Forbes named him one of Asia’s next generation tycoons; the Financial Times called him the third most powerful person in sports in Asia. But behind the grand accolades and the publicity photos, Chatri Sityodtong comes across as a surprisingly pensive character.
For him, success elicits some difficult memories. Born into a well-to-do family in Bangkok, he experienced destitution at a young age when his family lost its fortune in the 1997 Asian financial crisis. His father abandoned the family, leaving Sityodtong’s mother to bring up two sons alone.
She became the rock in his life, even encouraging him to attend Harvard, although they could not afford it. To save money, she shared his tiny dorm room at the university. When Sityodtong moved to Silicon Valley after graduation to chase a start-up dream, she went along, sleeping on the office floor and surviving on US$1.50 microwave meals.
A breakthrough came when Sityodtong sold his successful start-up in 2001, and moved to Wall Street for a career in finance. By the age of 37, he was the owner of a US$500 million hedge fund. But monetary wealth was not his definition of success. What Sityodtong really wanted was to pursue his childhood passion: martial arts. The time was ripe for yet another bold move, so he dropped everything to found One Championship.

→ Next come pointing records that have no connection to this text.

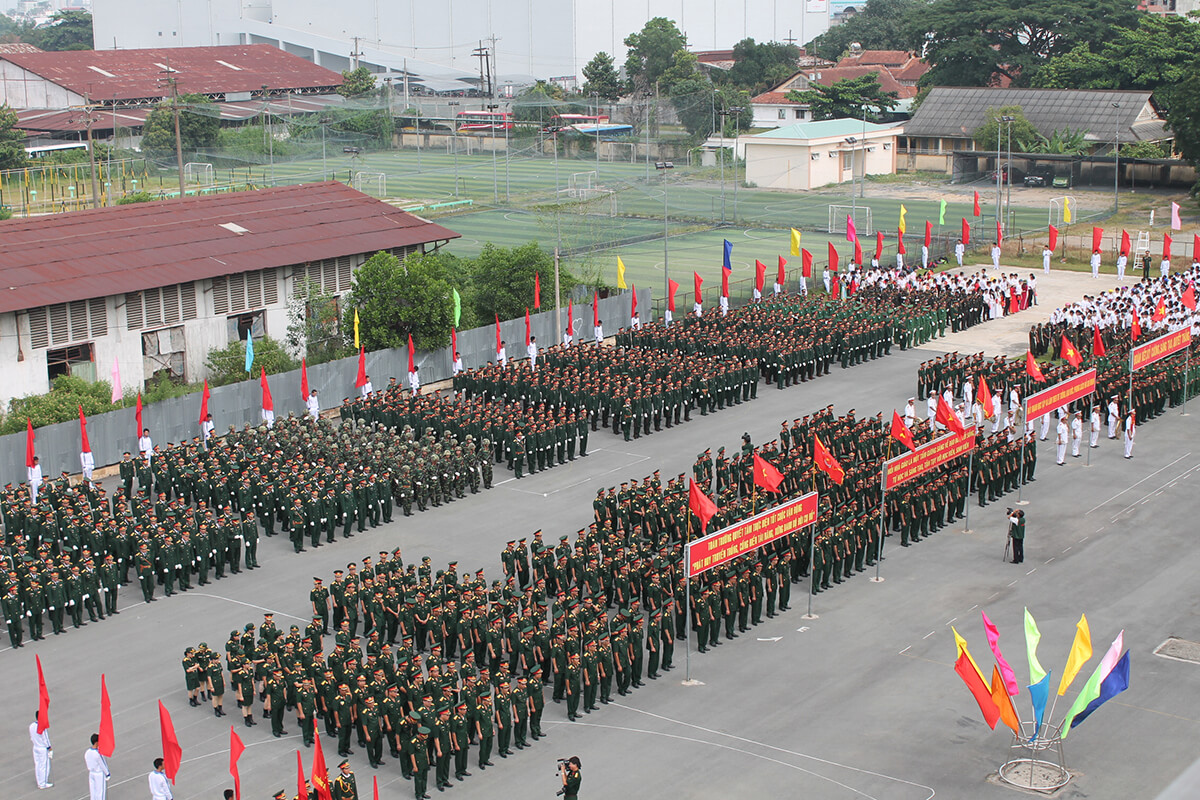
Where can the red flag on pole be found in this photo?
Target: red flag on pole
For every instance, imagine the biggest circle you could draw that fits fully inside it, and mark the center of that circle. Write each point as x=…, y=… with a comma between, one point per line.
x=85, y=446
x=900, y=432
x=1032, y=368
x=43, y=699
x=700, y=504
x=107, y=743
x=235, y=750
x=172, y=753
x=1069, y=353
x=826, y=462
x=766, y=475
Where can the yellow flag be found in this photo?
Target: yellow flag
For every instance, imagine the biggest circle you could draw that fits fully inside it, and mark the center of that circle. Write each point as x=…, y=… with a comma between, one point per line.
x=960, y=644
x=1080, y=651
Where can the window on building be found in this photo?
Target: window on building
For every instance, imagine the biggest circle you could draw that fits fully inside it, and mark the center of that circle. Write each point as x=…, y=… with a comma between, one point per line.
x=251, y=323
x=77, y=360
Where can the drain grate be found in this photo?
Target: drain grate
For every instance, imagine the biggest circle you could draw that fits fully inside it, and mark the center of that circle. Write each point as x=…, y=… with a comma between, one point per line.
x=1180, y=650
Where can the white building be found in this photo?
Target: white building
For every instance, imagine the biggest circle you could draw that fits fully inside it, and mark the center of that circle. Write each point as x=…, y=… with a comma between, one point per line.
x=545, y=38
x=156, y=286
x=810, y=155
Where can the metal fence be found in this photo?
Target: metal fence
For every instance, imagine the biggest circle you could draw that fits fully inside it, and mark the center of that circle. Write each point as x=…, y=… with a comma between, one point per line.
x=173, y=420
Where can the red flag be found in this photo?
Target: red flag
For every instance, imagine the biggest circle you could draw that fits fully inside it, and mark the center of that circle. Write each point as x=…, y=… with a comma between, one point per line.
x=107, y=743
x=1032, y=368
x=361, y=379
x=700, y=504
x=766, y=475
x=235, y=750
x=43, y=699
x=321, y=773
x=1069, y=353
x=204, y=402
x=970, y=675
x=85, y=446
x=172, y=753
x=901, y=433
x=826, y=462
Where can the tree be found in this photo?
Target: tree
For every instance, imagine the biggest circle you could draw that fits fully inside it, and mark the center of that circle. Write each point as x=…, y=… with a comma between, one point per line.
x=846, y=97
x=12, y=140
x=603, y=78
x=652, y=54
x=396, y=299
x=358, y=82
x=197, y=128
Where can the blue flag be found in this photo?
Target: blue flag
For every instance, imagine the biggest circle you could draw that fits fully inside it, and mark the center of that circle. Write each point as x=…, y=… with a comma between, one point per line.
x=1116, y=683
x=1039, y=693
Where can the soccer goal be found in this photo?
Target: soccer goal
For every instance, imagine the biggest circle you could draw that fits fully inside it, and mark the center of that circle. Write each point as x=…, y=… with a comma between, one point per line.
x=859, y=214
x=371, y=181
x=198, y=173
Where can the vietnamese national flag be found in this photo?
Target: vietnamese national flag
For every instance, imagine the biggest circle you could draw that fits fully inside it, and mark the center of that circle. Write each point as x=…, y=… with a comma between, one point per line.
x=361, y=379
x=700, y=504
x=43, y=699
x=826, y=462
x=1032, y=368
x=1069, y=353
x=766, y=475
x=235, y=750
x=901, y=433
x=107, y=743
x=172, y=753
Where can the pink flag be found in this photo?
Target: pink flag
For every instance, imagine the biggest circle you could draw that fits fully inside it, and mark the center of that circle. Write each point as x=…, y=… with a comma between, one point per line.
x=1011, y=684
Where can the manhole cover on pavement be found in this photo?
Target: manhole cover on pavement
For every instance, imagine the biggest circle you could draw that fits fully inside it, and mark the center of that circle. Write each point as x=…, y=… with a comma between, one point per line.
x=1180, y=650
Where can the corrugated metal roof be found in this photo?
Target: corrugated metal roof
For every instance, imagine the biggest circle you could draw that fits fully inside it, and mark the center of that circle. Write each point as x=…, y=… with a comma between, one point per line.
x=101, y=252
x=137, y=74
x=958, y=112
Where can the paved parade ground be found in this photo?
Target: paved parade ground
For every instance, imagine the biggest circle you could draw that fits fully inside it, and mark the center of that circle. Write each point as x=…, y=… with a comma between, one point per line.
x=861, y=702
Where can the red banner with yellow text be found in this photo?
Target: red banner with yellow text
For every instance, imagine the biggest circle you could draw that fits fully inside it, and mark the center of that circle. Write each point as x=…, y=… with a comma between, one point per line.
x=1164, y=346
x=904, y=468
x=1060, y=395
x=739, y=539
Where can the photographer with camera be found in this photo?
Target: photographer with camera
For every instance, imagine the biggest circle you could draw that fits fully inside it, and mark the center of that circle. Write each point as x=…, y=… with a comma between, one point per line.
x=569, y=770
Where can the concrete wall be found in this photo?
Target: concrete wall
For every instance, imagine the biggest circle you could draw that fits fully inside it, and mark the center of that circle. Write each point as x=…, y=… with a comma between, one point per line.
x=58, y=445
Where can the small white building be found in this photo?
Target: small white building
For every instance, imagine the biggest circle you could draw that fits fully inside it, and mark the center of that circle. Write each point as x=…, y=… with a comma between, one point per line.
x=156, y=286
x=810, y=155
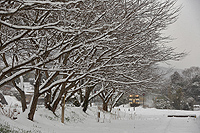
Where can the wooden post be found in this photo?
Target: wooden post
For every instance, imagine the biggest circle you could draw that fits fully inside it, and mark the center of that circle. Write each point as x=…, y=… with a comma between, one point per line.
x=63, y=109
x=98, y=116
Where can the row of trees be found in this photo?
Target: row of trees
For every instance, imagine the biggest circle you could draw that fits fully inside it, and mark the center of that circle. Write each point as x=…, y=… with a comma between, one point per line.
x=76, y=46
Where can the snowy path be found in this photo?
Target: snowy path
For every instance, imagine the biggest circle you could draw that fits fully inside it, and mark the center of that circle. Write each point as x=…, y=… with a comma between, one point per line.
x=125, y=120
x=144, y=121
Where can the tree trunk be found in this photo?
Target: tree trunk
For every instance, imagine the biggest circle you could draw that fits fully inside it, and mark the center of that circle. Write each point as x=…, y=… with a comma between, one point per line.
x=86, y=100
x=33, y=107
x=47, y=99
x=23, y=101
x=23, y=97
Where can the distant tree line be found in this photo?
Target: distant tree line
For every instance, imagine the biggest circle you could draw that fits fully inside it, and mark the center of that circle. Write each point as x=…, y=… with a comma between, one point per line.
x=75, y=47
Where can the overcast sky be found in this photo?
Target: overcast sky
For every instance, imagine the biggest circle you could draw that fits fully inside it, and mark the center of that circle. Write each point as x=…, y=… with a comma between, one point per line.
x=186, y=30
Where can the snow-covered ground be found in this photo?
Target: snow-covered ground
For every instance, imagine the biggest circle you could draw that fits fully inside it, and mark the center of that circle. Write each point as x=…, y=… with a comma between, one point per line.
x=123, y=119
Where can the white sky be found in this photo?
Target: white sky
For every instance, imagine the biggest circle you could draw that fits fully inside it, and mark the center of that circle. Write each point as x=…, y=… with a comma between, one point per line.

Today, the company touts itself as Asia’s largest global sports media platform, with the potential to reach 2.7 billion viewers in more than 150 countries with its mixed martial arts competitions. To Sityodtong, the true purpose of martial arts goes beyond fighting and self-defence. The sport is also about self-improvement, whether emotionally, physically, or spiritually. This is why, instead of following the western format of sensationalised fights that glorify violence, One Championship’s focus is on promoting the transformative stories of its combatants.